I am so into R. Kelly. That brother is amazing. I am just oozing R. Kelly right now; I’m really a big fan. Besides Kelly, I’ve been checking out the Backstreet Boys, and different groups like that just from study habits. Who I listen to the most is a lot of gospel, Keith Sweat, Dru Hill, Boyz II Men, Patti Labelle, Temptations, Kirk Franklin, Take 6, and a number of artists.

You guys have known each other for the most part since high school. How did everything come together?

Me and Johnathen Rasboro were working at McDonald’s and my cousin, whose nickname is Tiger, he introduced me to John, and I started working at McDonald’s with him and we started the group. And we used to practice there in downtown Atlanta. We used to close down the shop at like twelve at night and would practice until about two in the morning. They didn’t know it, they still don’t know it, well they know it now, but they can’t do anything about it. (laughs) And that was our thing. Gary Glenn used to work at Domino’s Pizza, so some nights we would practice at Domino’s and some nights it was McDonald’s. Then we met Gary Jenkins a year later. So about three years after we actually started the group, the core was finally together. Which is what you know now.

*After Jimmy began telling me about all of the projects that each member is involved with, I couldn’t help but to ask him about the controversial Lewis-Holyfield fight.*

Did you watch the fight the other night?

I didn’t have a chance to watch it because we were doing a show in North Carolina that night. When I got my page and realized that it was a draw, I honestly got on the phone as quick as I could and everyone that I talked to, which I hate to hear, said that my man Holyfield really lost the fight. And now I watched the news this morning and hear that a judge and a lot of different commissioners are really getting into it so I think that Holyfield got by on that one.

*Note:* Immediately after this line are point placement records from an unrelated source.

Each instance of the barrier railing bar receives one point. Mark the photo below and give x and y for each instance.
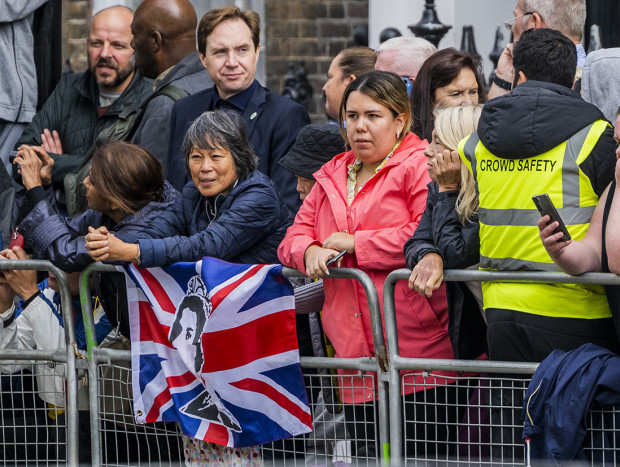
(431, 364)
(56, 356)
(467, 275)
(373, 304)
(369, 364)
(398, 363)
(70, 344)
(91, 343)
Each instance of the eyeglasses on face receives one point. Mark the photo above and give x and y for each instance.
(511, 22)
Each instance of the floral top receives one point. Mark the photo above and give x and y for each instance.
(353, 169)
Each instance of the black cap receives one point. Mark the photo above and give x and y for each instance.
(316, 144)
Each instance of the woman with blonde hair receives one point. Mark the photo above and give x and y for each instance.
(447, 236)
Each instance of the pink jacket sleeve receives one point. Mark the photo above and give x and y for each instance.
(301, 234)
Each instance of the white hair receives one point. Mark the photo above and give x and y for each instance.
(411, 53)
(566, 16)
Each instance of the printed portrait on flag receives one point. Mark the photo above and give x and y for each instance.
(214, 348)
(186, 336)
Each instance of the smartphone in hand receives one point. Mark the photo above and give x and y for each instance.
(335, 258)
(546, 208)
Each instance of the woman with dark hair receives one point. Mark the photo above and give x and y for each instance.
(367, 202)
(229, 210)
(345, 67)
(125, 192)
(448, 78)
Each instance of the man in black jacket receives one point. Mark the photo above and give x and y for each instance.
(228, 44)
(84, 107)
(165, 46)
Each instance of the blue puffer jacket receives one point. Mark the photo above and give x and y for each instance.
(61, 240)
(244, 226)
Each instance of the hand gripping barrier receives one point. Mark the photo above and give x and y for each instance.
(488, 380)
(372, 365)
(61, 356)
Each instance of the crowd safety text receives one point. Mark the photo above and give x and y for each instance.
(520, 165)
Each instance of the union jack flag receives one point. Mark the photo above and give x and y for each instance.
(214, 348)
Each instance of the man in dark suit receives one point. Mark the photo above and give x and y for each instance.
(228, 44)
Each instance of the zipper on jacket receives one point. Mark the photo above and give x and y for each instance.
(21, 83)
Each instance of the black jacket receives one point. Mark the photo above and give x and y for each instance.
(244, 226)
(536, 117)
(153, 132)
(72, 111)
(440, 231)
(272, 123)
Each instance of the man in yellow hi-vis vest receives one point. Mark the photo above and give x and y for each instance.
(541, 138)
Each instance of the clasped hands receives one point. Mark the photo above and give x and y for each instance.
(35, 163)
(103, 245)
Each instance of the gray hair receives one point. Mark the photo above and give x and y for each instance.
(95, 13)
(566, 16)
(412, 53)
(221, 129)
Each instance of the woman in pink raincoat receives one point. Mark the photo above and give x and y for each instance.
(368, 201)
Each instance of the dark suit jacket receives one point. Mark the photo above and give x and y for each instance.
(272, 124)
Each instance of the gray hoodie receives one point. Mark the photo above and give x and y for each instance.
(18, 86)
(600, 82)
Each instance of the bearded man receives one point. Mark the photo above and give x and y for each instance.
(99, 104)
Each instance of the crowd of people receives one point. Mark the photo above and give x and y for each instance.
(168, 149)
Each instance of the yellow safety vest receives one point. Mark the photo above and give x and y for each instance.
(509, 238)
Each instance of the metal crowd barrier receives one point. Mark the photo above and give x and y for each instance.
(33, 431)
(111, 430)
(470, 417)
(463, 417)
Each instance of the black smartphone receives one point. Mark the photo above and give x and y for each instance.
(545, 207)
(336, 258)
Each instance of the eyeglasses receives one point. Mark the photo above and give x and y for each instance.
(511, 22)
(409, 83)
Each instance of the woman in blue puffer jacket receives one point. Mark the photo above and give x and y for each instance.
(126, 191)
(229, 210)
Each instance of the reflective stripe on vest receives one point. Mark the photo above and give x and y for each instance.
(509, 238)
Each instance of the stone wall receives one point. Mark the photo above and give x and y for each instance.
(76, 14)
(313, 31)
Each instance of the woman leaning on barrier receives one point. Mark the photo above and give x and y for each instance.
(448, 234)
(125, 192)
(229, 210)
(367, 202)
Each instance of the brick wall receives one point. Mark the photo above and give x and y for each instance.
(76, 14)
(313, 31)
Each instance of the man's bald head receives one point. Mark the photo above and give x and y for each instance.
(164, 33)
(109, 48)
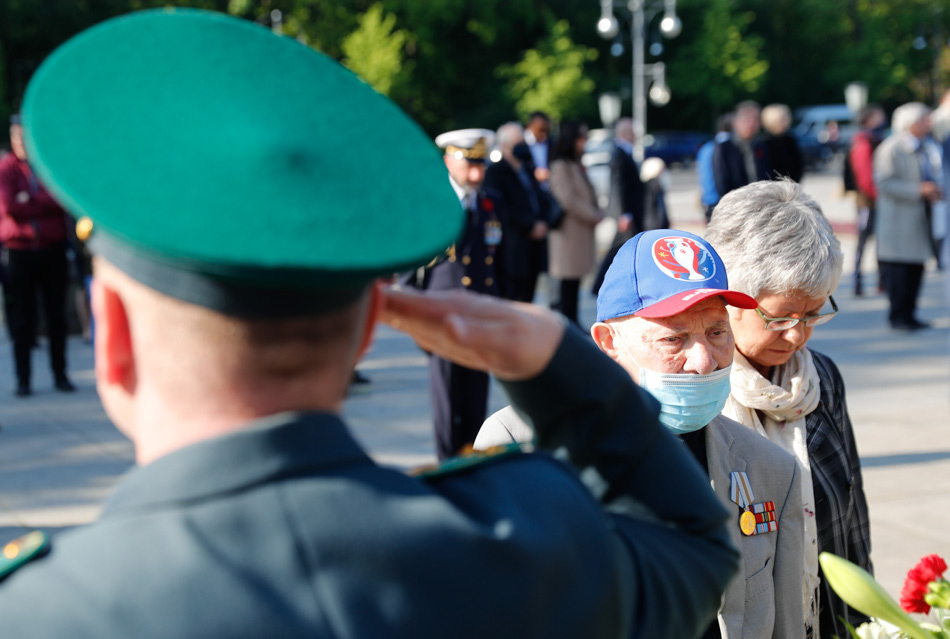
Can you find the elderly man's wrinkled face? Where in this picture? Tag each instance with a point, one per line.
(698, 341)
(765, 349)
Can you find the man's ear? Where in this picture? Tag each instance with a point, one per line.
(115, 359)
(604, 338)
(375, 307)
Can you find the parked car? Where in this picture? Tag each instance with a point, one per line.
(822, 131)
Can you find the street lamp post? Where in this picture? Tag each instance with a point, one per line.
(641, 12)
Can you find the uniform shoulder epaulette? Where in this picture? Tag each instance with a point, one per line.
(23, 550)
(469, 458)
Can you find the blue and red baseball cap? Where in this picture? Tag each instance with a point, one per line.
(661, 273)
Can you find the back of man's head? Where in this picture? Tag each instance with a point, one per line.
(235, 229)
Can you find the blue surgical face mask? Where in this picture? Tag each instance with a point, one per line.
(687, 402)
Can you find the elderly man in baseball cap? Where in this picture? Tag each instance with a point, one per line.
(661, 315)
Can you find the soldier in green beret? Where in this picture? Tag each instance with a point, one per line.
(236, 247)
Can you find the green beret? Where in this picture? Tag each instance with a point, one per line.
(232, 167)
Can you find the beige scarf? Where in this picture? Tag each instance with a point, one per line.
(784, 401)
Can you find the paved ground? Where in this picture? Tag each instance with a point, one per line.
(59, 456)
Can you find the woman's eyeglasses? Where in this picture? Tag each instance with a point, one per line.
(785, 323)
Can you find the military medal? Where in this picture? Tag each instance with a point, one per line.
(755, 519)
(740, 492)
(493, 233)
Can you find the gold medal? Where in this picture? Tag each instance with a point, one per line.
(747, 523)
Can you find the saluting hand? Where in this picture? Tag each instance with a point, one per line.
(512, 340)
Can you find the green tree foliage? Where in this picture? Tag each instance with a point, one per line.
(375, 50)
(551, 77)
(720, 60)
(461, 63)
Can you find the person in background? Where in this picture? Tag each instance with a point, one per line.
(779, 248)
(860, 158)
(460, 394)
(525, 226)
(907, 189)
(785, 158)
(33, 232)
(709, 196)
(743, 158)
(661, 315)
(538, 137)
(656, 182)
(626, 203)
(571, 245)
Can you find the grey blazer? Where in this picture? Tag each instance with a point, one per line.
(764, 599)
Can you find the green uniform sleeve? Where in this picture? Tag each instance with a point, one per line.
(587, 411)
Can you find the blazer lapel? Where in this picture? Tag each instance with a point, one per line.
(721, 460)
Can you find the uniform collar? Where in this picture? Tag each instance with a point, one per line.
(276, 446)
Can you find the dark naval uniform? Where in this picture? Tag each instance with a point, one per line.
(288, 529)
(459, 394)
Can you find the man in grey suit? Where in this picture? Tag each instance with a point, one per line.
(662, 316)
(906, 179)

So I hope when they rematch he can revive his respect because I think the audience really feels cheated right now. And I don’t think that it’s his fault because he doesn’t judge the fight, but he got his butt kicked and I’m just waiting to review the fight.

So your future plans include working with people on your label, doing videos, releasing singles, and touring. Anything else?

Without a doubt. We are releasing videos for ourselves along with the acts on our labels. I mean, my personal idols of this day and time are Master P. and Puffy Combs. To me, they are the new executives of this day and in ten years, they will be the brothers that are still hanging around and doing good business and I admire those guys because of their success. I know how much hard work it took them to do what they do and I pattern a lot of what I do and what we do with our companies after those guys. I mean, we are looking at the people that are making the right decisions for themselves.

Fans seem to mean the world to Silk. What would you say to all of them?

First of all, thank you for all of your patience over the last three years and the last year we worked very hard on this album for you. And we hope that you can appreciate the risqu lyrics that we came with this time and the whole R&B vibe we have going on this time. And we thank you for sticking with us and believing in us, and we will show you that appreciation on tour.

When might the tour be?

We are hoping that it will be in late May or early June. And we are hoping to go out with Brandi.

quotes of note:

“We decided that we want to be around and be like the Isley’s and the Temptations to where the name Silk will always be known and the only way to do that is to stay together and keep making great music.”

“We are lucky to be doing a job that we love to do.”

“We are trying to establish our relationship with the public again. And we are taking a first record attitude and we are open to whatever anyone needs.”